Toutefois, dans de nombreux pays, il n’existe pas de dispositions claires en matière de partage des risques. Une fois les réserves épuisées, les pertes sont simplement reportées au bilan de la banque centrale en vue d’être compensées par les bénéfices futurs, comme c’est le cas dans la plupart des banques centrales de l’Eurosystème et à la Réserve fédérale, par exemple. Un tel dispositif atténue l’incidence des pertes de la banque centrale sur le budget de l’État, étant donné qu’elles ne nécessitent pas de grands transferts du trésor à la banque centrale au moment où elles se produisent. Tant que les pertes sont temporaires et récupérables, cette solution peut se révéler satisfaisante. Elle peut toutefois présenter l’inconvénient d’être moins transparente, dans la mesure où l’ampleur réelle des pertes de la banque centrale se trouve « dissimulée » derrière une inscription comptable. En outre, pour être véritablement indépendante dans l’accomplissement de ses missions d’intérêt public, une banque centrale doit être assurée du soutien de l’État en cas de pertes plus importantes.

Conclusion

Après plus de 20 ans de rentabilité, plusieurs banques centrales de l’Eurosystème, comme d’autres de leurs homologues dans le monde, ont récemment enregistré des pertes. Celles-ci ont alimenté le débat public, car elles ne sont pas sans conséquences sur le budget de l’État et donc sur le contribuable.

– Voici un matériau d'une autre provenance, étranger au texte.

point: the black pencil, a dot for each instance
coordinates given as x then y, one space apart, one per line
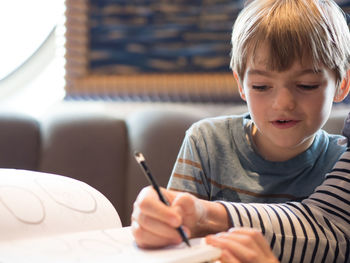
142 162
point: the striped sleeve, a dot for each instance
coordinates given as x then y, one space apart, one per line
314 230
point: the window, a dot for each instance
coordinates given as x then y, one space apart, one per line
28 52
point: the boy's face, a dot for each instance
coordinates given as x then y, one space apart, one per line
287 107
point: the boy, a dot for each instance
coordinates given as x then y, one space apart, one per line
315 230
291 61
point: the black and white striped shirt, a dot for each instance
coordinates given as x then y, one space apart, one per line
314 230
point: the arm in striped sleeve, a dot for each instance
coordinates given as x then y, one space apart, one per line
314 230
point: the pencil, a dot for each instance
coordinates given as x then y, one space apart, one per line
142 162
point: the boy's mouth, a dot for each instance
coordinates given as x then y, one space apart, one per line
284 123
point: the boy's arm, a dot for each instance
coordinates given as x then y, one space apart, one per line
317 228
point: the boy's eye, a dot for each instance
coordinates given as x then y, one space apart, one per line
308 87
259 88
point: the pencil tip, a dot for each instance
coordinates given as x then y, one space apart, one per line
139 157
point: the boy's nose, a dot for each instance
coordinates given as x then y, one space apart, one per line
284 99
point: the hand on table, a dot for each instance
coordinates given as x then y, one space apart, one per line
242 245
154 224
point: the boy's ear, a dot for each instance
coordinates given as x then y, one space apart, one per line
239 85
344 88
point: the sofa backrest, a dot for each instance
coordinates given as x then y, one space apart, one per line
97 146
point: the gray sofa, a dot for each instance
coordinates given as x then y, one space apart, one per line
95 142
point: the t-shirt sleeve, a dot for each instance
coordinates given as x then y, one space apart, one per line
188 175
314 230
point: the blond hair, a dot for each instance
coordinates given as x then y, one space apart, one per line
315 29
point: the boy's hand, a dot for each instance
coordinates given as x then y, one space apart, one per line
154 224
242 245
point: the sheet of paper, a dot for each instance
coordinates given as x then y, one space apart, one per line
109 245
36 205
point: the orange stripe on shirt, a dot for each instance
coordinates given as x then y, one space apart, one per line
186 161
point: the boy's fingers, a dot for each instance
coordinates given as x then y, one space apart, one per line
148 204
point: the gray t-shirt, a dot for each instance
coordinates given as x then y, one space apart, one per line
217 161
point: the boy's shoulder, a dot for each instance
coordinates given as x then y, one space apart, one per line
217 121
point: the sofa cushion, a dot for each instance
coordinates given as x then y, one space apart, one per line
88 147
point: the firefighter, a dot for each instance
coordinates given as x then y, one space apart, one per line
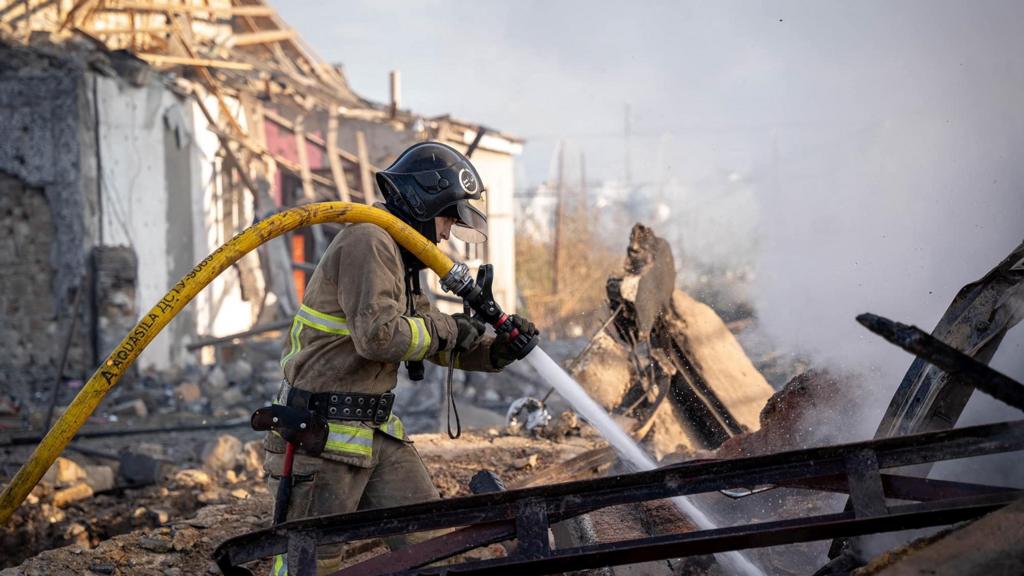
363 314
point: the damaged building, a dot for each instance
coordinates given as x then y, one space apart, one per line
147 137
148 133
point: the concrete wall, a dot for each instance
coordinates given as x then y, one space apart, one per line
220 209
135 207
44 237
166 195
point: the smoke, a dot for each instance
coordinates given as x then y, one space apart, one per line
858 157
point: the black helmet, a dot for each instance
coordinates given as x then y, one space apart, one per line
433 179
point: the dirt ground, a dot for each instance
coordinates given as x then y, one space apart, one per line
179 536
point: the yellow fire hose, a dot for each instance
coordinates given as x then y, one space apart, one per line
153 322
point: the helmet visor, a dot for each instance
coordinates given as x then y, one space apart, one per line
471 224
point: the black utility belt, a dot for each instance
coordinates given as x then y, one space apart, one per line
374 408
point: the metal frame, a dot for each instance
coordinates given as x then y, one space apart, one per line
526 513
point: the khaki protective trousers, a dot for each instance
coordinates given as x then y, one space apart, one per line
396 477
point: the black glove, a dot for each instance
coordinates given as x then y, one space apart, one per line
470 332
501 351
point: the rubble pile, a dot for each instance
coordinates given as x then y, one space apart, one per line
666 363
800 415
84 500
181 540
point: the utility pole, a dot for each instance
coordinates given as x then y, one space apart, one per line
559 218
629 175
583 180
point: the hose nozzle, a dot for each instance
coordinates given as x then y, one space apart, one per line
480 298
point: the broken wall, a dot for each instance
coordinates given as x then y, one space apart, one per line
45 210
150 181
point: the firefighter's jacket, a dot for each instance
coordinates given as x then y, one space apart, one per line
352 331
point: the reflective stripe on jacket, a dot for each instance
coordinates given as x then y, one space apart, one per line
352 331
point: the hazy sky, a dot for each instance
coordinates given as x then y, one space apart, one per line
880 141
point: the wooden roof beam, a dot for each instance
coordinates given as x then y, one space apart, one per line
262 37
183 60
190 9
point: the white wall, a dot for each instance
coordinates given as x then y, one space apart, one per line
498 171
219 309
134 200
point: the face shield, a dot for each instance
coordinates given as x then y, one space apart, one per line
470 224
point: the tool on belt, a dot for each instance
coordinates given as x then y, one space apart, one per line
300 428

En effet, alors que les grandes banques centrales ont généralement distribué d’importants transferts à leurs gouvernements au cours des dernières décennies, ceux-ci ont récemment été soit suspendus, soit considérablement réduits.

Dans ce contexte, une double conclusion se dégage.

Premièrement, il convient de communiquer clairement sur les causes et les conséquences des pertes des banques centrales.

Deuxièmement, si une situation temporaire de pertes ou même de valeur nette négative n’est pas nécessairement problématique, il n’en va pas de même si des pertes importantes s’étendent sur une période prolongée.

En particulier, dans l’hypothèse où ces dernières ne pourraient pas être compensées par les bénéfices futurs escomptés, une recapitalisation par le gouvernement pourrait être la seule issue.

À l’heure actuelle, une injection de capital par l’autorité budgétaire n’est pas à l’ordre du jour dans la zone euro. Néanmoins, pour qu’elle soit réellement indépendante dans l’exercice de ses missions, une banque centrale doit être certaine d’obtenir en dernier ressort le soutien de l’autorité budgétaire en cas de pertes plus extrêmes.